A fundamental fallacy of our time is that democracy is the open-sesame to peace, freedom, and prosperity. The political events surrounding what was called the ill-fated “Arab Spring” a couple of years ago was a based on the idea that “democracy” would solve all the problems of any society. But democracy in itself does not define or guarantee a free society. History has told many stories of democratic societies that have degenerated into corruption, plunder, and tyranny.
A little over 80 years ago Adolf Hitler came to power partly on the basis of the democratic electoral successes of the Nazi Party in German election during the Great Depression. Indeed, it is worth recalling the mass appeal that both the Nazi and Communist parties had in Germany in the early 1930s during the twilight of the Weimar Republic.
Hitler’s Democratic Road to Dictatorship
In the German national election on July 31, 1932, Hitler’s National Socialists emerged as the largest party represented in the parliament (though not a majority), while the Communist Party came in a strong third behind the Social Democrats. In the last free election, on November 6, 1932, before Hitler came to power in January 1933, the Nazis lost seats, but still were the largest parliamentary party, with the Communists still in third place but gaining on the Social Democrats.

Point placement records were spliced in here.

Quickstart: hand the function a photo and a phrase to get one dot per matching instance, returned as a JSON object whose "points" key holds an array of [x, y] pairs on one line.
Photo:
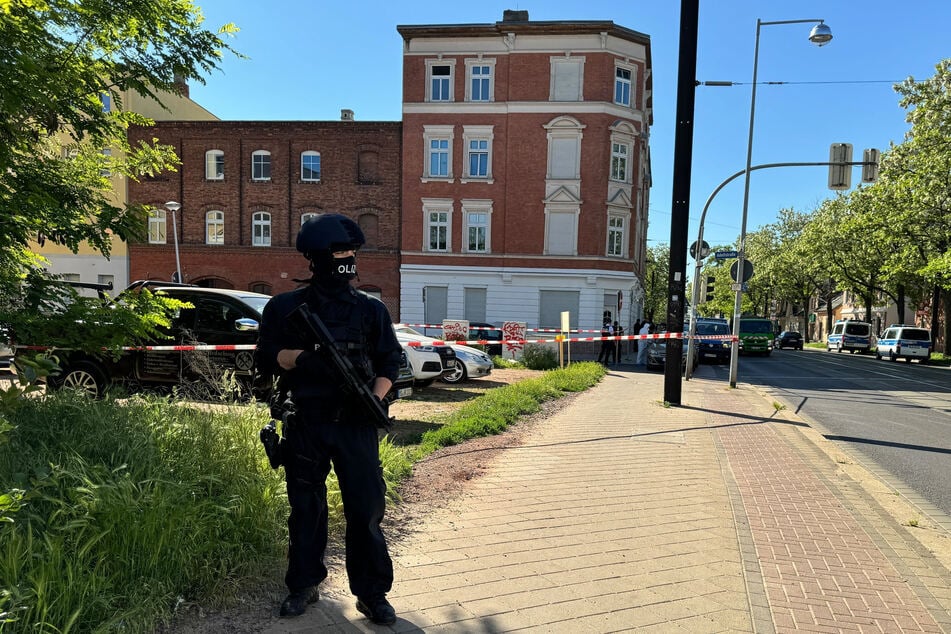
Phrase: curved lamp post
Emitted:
{"points": [[821, 35], [173, 207]]}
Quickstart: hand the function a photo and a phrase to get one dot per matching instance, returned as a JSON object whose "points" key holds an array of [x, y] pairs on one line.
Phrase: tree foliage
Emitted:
{"points": [[58, 144]]}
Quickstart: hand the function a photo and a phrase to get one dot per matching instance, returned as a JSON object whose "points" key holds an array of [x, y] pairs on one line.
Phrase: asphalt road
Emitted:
{"points": [[894, 417]]}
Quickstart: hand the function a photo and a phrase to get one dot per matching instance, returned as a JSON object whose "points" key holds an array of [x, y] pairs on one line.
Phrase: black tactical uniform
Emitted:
{"points": [[327, 428]]}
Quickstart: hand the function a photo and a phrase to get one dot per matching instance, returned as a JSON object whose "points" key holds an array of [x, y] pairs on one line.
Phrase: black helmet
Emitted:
{"points": [[330, 232]]}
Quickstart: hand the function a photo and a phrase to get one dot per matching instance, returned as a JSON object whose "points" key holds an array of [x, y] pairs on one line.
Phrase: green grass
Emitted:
{"points": [[131, 507]]}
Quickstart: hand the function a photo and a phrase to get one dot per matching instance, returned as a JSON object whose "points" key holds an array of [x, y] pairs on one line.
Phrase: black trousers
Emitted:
{"points": [[353, 448]]}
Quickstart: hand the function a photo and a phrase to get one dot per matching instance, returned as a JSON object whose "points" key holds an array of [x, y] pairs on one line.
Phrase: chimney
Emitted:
{"points": [[511, 15]]}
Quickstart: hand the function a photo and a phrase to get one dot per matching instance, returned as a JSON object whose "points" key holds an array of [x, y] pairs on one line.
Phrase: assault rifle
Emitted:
{"points": [[315, 329]]}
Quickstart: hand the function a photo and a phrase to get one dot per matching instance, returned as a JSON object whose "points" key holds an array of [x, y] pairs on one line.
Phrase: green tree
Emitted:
{"points": [[58, 59], [915, 192]]}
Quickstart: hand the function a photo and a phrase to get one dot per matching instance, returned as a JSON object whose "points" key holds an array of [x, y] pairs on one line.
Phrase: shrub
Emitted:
{"points": [[539, 357]]}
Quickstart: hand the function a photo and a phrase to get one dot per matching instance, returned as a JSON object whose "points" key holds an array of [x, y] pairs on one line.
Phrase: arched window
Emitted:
{"points": [[214, 165], [310, 166], [260, 165], [214, 227], [157, 226], [261, 229]]}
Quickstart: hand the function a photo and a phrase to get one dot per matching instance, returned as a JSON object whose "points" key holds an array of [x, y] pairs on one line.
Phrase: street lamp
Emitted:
{"points": [[821, 35], [173, 207]]}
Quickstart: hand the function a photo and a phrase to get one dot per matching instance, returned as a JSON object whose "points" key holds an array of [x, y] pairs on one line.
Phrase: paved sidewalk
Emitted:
{"points": [[618, 514]]}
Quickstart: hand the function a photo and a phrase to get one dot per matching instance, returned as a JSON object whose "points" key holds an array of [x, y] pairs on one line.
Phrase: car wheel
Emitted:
{"points": [[457, 375], [84, 376]]}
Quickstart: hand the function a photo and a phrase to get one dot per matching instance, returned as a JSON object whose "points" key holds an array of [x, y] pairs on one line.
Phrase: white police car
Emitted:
{"points": [[904, 342]]}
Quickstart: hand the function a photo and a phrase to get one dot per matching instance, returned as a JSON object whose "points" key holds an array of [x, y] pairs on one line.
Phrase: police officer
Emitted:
{"points": [[325, 426]]}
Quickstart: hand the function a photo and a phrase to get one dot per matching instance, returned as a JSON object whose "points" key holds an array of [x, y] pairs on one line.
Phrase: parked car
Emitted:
{"points": [[446, 354], [904, 342], [789, 339], [480, 331], [425, 363], [854, 336], [469, 363], [657, 355], [710, 343]]}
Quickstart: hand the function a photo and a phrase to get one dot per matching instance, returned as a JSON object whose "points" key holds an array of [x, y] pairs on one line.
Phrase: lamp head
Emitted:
{"points": [[821, 34]]}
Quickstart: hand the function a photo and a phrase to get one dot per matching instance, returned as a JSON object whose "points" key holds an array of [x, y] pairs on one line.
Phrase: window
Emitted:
{"points": [[477, 216], [438, 143], [157, 225], [261, 229], [214, 165], [106, 163], [567, 76], [478, 144], [310, 166], [260, 165], [622, 86], [437, 215], [439, 80], [214, 227], [619, 153], [480, 86], [616, 236]]}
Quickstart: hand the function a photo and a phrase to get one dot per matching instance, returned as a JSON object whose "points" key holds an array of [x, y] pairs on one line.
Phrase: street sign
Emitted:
{"points": [[747, 270], [704, 250]]}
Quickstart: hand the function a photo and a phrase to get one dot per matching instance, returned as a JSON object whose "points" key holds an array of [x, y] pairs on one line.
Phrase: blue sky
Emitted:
{"points": [[308, 59]]}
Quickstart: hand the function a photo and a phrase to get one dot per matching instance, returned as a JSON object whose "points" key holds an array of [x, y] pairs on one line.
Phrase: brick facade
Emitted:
{"points": [[359, 177]]}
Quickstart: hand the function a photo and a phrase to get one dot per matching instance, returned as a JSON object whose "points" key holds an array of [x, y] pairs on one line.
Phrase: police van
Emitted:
{"points": [[854, 336], [904, 342]]}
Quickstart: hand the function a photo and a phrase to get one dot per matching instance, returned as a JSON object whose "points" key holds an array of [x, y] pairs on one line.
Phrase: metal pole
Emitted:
{"points": [[741, 251], [680, 209]]}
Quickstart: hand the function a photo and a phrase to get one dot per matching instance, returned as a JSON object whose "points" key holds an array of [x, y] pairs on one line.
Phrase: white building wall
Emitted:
{"points": [[513, 294]]}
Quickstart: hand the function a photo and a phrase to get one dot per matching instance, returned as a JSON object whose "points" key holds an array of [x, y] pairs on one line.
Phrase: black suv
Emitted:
{"points": [[217, 317]]}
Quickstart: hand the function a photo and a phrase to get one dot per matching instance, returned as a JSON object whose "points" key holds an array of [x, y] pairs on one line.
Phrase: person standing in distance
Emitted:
{"points": [[326, 427]]}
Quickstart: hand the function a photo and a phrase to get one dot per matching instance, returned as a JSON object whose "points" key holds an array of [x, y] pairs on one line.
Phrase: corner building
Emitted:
{"points": [[526, 171], [245, 188]]}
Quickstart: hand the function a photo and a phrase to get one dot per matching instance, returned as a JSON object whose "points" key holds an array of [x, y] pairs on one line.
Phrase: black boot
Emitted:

Neither the Nazis nor the Communists were shy in letting the German voters know what was in store if they came to power. Each clearly told the German electorate that if they, respectively, came to power they would use such a political victory to impose authoritarian controls over the society in the name of building a new collectivist paradise. The National Socialists promised a race-based nationalist vision for Germany. The German Communist Party promised a class-based socialist utopia.
Indeed, the Austrian economist Ludwig von Mises observed in 1926 that many Germans “are setting their hopes on the coming of the ‘strong man’—the tyrant who will think for them and care for them.” Men have sold their freedom, even through the ballot box, when they have been seduced by the promises of political paternalism.
In today’s world, especially in Western Europe and North America, such extreme forms of tyranny have little appeal for most people. Few are ready to vote away their freedom for a totalitarian utopia. No, today people merely wish to use the state for mutual plunder through government intervention and coerced welfare redistribution.
Political Plunder via Interest Group Politics
What is practiced in the democratic nations of the world is what in 1896 the Italian economist Vilfredo Pareto called “bourgeois socialism”—the use of the state by a vast array of special-interest groups for trade protectionism, income subsidies, monetary manipulation, and domestic regulations to stifle competition.
Furthermore, Pareto also understood over a hundred years ago what Public Choice economists in the twentieth century came to call the asymmetrical incentives resulting from the concentration of benefits and the diffusion of burdens arising from government intervention in a democratic system. Explained Pareto:
“Let us suppose that in a country of thirty million inhabitants it is proposed under some pretext or other, to get each citizen to pay out one dollar a year, and to distribute the total amount amongst thirty persons. Every one of the donors will give up one dollar a year; every one of the thirty beneficiaries will receive one million dollars a year.
“The two groups will differ very greatly in their response to this situation. Those who hope to gain a million a year will know no rest day and night. They will win newspapers over to their interest by financial inducements and drum up support from all quarters. A discreet hand will warm the palms of needy legislators, even of ministers. In the United States, there is no necessity to resort to such underhand methods: these deals are made in the open; there is an open market for votes just as there are markets in cotton and grain.
“On the other hand, [Pareto continued] the despoiled are much less active. A great deal of money is needed to launch an electoral campaign. Now there are insuperable material difficulties militating again asking each citizen to contribute a few cents . . . The individual who is threatened with losing one dollar a year—even if he is fully aware of what is afoot—will not for so small a thing forego a picnic in the country, or fall out with useful or congenial friends, or to get on the wrong side of the mayor or the prefect! In these circumstances the outcome is not in doubt: the spoliators will win hands down.”
What we have, in other words, is a system of democratized plunder, under which, as Frédéric Bastiat said, everyone attempts to use the state to live at the expense of everyone else.